At New Dorp High School in Staten Island, a ruler was used to measure skirt lengths. If a skirt was more than 4 inches above the knee, a white hem was sewn onto it. At another school, girls were asked to kneel. If their skirts didn’t touch the ground, they were sent home.
Make-up got darker and more raccoon-like, and after-school dresses had the Chelsea girl look. Granny dresses flourished for a short time in the mid-Sixties.
America was swept up in the youth craze. Middle-aged women dressed like Chelsea girls and advertising executives wanted to look like Paul McCartney (the single best example of a middle-aged man looking ridiculously “mod” was sideburned, puffy Pierre Salinger).
Found a new one
But no sooner had adults robbed teenagers of their look than the kids found a new one. By 1967, SDS chapters had sprung up on college campuses, and some early war protesters were wearing fatigues.
The drug culture was making its mark on fashion — hippies wore jeans, T-shirts, ethnic tops, antique clothes. The streets of Haight-Ashbury and the East Village looked like Halloween as everyone tried to wear his “thing.” The counterculture look was first adopted by the avant-garde and didn’t filter down to most high schools until 1970.
Between 1968 and 1970, preppie kids resisted, but then, “we changed uniforms overnight,” recalls a 22-year-old. “It was the summer of 1970, the summer of Kent State.”
A 24-year-old recalled that in 1968 at the State University in Albany, “People assumed you were voting for Nixon if you wore a skirt. People sized you up immediately by what you wore.”
Of course, teenagers have always done that. By 1970, the uniform seen all over was jeans, work shirts, Frye boots or sandals and hip-length hair. A volley of gunshots had made protesting socially acceptable, even obligatory. It was “them” against “us.”
The recurrent feud between adults and adolescents obliterated social distinctions between teenagers. Even if you weren’t against the war, you felt the social pressure to wear the new uniform.
“Once in a while I wanted to wear something else,” says a 25-year-old girl, “but there was just too much hassle.” For almost every teenager, in every era, that pressure to conform to the standard uniform has been great. Poor kids, who wanted to look like preppies, always had the hardest time.

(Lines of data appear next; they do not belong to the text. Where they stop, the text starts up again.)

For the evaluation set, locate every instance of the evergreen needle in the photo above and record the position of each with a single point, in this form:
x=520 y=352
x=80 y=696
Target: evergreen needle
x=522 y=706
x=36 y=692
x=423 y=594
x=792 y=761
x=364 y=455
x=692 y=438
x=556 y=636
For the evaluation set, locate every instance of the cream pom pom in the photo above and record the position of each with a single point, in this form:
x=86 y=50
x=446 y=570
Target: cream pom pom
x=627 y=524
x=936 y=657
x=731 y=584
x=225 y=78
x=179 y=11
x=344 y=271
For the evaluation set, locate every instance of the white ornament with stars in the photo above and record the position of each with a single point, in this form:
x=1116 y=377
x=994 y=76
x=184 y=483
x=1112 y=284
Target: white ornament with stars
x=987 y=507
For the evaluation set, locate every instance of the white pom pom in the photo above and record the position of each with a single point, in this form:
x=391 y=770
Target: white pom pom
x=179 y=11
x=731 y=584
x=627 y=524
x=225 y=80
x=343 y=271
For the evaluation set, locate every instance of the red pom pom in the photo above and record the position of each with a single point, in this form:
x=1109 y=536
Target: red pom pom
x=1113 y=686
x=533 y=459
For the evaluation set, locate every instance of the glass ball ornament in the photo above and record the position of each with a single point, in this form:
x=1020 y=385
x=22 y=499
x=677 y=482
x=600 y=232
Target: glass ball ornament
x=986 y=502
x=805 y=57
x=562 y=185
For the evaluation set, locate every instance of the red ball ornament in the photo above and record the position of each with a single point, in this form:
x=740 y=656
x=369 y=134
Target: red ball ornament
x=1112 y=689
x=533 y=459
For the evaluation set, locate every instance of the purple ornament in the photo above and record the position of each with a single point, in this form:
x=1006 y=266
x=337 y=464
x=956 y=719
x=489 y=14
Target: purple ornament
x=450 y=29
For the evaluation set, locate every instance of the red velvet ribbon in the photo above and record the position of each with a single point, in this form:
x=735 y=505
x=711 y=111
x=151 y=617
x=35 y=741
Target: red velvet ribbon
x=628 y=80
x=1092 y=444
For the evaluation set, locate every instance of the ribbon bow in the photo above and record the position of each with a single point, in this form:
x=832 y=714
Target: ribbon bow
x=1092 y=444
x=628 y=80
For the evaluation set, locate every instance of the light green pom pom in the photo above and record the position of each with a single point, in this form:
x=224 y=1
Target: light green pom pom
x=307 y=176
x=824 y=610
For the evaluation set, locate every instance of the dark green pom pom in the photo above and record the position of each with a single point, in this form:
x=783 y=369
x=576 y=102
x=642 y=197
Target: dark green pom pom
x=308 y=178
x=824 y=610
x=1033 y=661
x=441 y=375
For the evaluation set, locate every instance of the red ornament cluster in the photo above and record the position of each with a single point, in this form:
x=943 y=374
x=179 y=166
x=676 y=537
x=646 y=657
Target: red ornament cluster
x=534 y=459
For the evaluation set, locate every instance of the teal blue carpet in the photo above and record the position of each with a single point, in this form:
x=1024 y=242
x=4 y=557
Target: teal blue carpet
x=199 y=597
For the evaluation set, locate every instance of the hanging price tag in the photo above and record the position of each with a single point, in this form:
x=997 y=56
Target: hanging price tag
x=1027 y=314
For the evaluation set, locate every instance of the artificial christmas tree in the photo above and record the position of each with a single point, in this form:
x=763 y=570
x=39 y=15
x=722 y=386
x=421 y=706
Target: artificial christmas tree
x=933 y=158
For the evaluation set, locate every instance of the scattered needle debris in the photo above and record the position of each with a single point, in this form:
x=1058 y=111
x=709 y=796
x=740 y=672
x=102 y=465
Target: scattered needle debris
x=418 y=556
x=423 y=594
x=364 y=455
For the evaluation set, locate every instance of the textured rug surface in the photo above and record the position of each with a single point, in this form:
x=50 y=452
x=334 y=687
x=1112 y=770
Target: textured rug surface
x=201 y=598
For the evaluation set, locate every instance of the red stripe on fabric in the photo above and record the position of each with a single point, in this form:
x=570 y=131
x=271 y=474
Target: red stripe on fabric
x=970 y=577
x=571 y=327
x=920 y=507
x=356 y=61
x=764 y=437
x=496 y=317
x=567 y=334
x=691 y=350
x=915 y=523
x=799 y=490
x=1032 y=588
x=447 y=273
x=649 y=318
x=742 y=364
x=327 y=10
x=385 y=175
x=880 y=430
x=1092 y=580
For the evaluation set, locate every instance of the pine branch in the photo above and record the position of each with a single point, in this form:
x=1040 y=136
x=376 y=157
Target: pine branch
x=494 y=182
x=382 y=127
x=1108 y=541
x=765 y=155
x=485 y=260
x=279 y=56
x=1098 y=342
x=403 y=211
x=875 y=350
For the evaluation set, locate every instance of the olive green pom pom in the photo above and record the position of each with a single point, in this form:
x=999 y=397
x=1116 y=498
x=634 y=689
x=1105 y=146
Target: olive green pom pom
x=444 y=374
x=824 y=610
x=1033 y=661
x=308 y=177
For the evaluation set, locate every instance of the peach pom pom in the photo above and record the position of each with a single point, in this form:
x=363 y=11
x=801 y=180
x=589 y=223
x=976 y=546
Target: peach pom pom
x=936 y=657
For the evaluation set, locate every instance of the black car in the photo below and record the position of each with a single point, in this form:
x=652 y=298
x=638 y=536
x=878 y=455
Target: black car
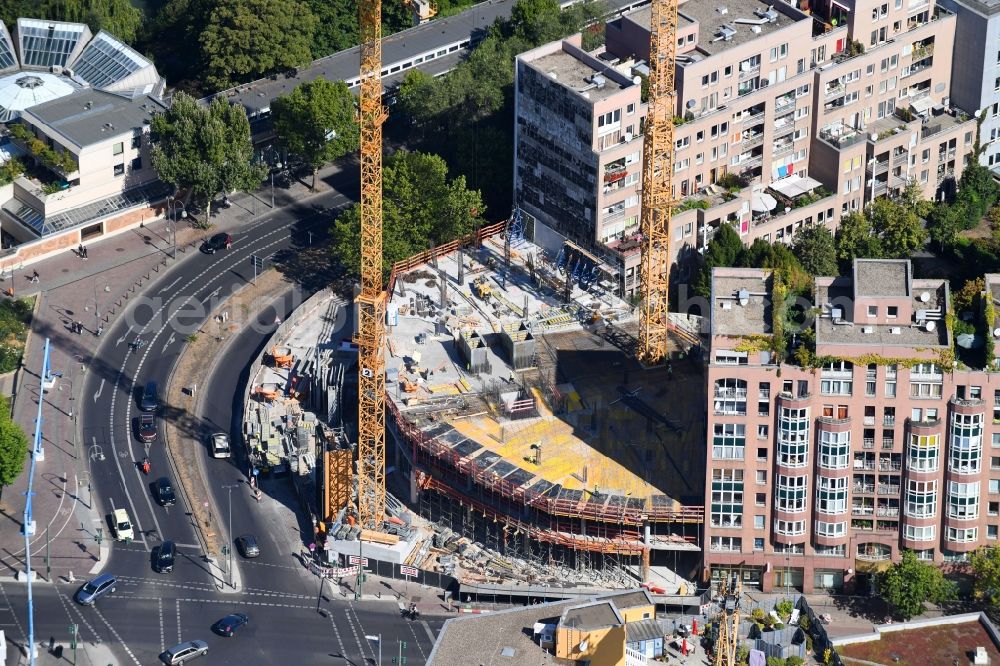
x=228 y=625
x=216 y=243
x=165 y=492
x=247 y=545
x=147 y=428
x=163 y=561
x=149 y=402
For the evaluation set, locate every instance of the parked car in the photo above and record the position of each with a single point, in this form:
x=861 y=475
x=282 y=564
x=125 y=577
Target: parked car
x=179 y=654
x=147 y=428
x=228 y=625
x=122 y=525
x=220 y=445
x=165 y=492
x=94 y=589
x=149 y=402
x=216 y=243
x=248 y=546
x=164 y=558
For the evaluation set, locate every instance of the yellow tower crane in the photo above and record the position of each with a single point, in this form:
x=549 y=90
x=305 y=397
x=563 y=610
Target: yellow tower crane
x=371 y=300
x=657 y=182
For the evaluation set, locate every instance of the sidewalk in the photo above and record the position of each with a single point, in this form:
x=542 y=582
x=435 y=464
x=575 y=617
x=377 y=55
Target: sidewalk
x=117 y=268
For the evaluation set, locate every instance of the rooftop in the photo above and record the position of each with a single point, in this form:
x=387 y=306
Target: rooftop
x=882 y=277
x=574 y=73
x=591 y=616
x=741 y=301
x=91 y=116
x=718 y=31
x=949 y=640
x=483 y=639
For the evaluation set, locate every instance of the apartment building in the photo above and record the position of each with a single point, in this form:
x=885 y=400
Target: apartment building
x=819 y=477
x=786 y=116
x=976 y=67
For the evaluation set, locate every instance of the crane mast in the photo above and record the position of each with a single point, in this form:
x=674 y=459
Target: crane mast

Today the uniform is jeans, and a “nice” shirt — Huk-a-Poo for middle-class preppies, Ralph Lauren for rich preppies. Earth shoes and Wallabees decorate teenage feet along with “Little Abners” for lower middle-class kids. Boys wear Pro-Keds, in blue and white (suede pumice in preppie schools).
The radical sloppy look of the early Seventies has changed in the last two years. Well-groomed is back, at least for preppies. Hair is styled. instead of flowing in disarray, shirts are tucked in, fewer construction boots are seen on teenage feet.
“You should see it now, says a disgruntled 20-year-old. “Everyone is really dressed expensively. It’s the embracing of the bourgeois all over again.”
But teenagers still think they are dressing distinctively. Told that their tube tops and halters were popular in the forties, they just stare incredulously.
But at Flushing High School and all around Long Island, there are pockets of greasers — guys who mimic the television shows and the Broadway hit “Grease,” with their leather jackets, Brilliantined hair and cigarette packs tucked into their T-shirts. They even drive ’57 Belairs. The blonde dip is coming back, too.
It’s almost as if we’ve gone full circle. So far, no manufacturer has come up with a felt skirt with an appliqued pink poodle. But why not?